= Burli =

1987 song

"Burli" is the name of a controversial song in German by Austrian band Erste Allgemeine Verunsicherung. It is the eighth track of their album entitled Liebe, Tod & Teufel (Love, Death and Devil).

The song is about a boy named Burli, who suffered mutations due to a nuclear power plant disaster. The incident is described as a "Super-GAU", which means the worst possible scenario in such circumstances in the German language. The song details how he suffers problems as a result of this, including having four hands with each having ten fingers, however no-one could play the piano as quickly as him. The story does have a happy ending as he marries his also-mutant neighbour Amelia (Auch sie hat einiges zuviel, als Andenken an Tschernobyl (she also owns to much [organs], in memory of Chernobyl)).

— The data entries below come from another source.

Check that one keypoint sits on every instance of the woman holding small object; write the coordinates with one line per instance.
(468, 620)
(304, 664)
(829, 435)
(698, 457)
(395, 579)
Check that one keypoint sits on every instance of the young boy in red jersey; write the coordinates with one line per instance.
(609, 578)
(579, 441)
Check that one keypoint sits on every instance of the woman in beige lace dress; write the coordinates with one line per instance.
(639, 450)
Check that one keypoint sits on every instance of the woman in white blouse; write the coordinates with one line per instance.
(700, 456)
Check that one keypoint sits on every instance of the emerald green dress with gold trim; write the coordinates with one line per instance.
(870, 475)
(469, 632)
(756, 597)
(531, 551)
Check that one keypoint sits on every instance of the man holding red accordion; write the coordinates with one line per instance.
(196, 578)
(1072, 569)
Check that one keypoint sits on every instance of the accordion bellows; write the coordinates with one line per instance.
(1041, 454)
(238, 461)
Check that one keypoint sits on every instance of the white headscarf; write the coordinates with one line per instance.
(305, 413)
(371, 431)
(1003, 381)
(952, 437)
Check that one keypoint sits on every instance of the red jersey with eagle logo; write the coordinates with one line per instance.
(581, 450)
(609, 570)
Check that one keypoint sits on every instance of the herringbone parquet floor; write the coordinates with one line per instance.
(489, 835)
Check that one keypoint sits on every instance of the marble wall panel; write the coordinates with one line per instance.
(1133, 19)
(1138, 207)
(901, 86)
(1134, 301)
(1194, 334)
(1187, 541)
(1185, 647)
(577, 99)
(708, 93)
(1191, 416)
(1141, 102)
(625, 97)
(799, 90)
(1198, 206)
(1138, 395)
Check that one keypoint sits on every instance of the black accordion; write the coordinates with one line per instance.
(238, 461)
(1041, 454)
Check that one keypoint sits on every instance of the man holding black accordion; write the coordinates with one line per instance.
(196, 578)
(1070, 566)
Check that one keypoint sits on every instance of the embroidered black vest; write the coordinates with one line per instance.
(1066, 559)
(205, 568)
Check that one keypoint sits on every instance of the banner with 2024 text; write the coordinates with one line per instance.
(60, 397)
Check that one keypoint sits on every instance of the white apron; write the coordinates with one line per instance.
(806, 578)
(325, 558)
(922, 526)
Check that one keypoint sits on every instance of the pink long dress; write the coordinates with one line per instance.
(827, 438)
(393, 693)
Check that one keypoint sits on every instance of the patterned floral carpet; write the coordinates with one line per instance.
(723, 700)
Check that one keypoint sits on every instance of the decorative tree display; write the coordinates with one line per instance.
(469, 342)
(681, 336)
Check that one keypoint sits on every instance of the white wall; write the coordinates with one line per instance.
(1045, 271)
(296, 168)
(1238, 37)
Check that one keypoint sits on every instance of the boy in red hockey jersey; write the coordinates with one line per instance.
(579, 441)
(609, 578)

The song also mentions that he has more than one sex organ.

The song reached number 41 in the German music charts on 6 June 1988 and remained in the charts for seven weeks. It also reached number 24 in the Austrian music charts on 15 June 1988 and remained in the charts for four weeks. The song is controversial because people believed it was making fun of people with disabilities, especially as it was shortly after the Chernobyl disaster, however one main trait of Erste Allgemeine Verunsicherung is that they are known for singing songs about recent events. Because of that many radio stations boycott Burli.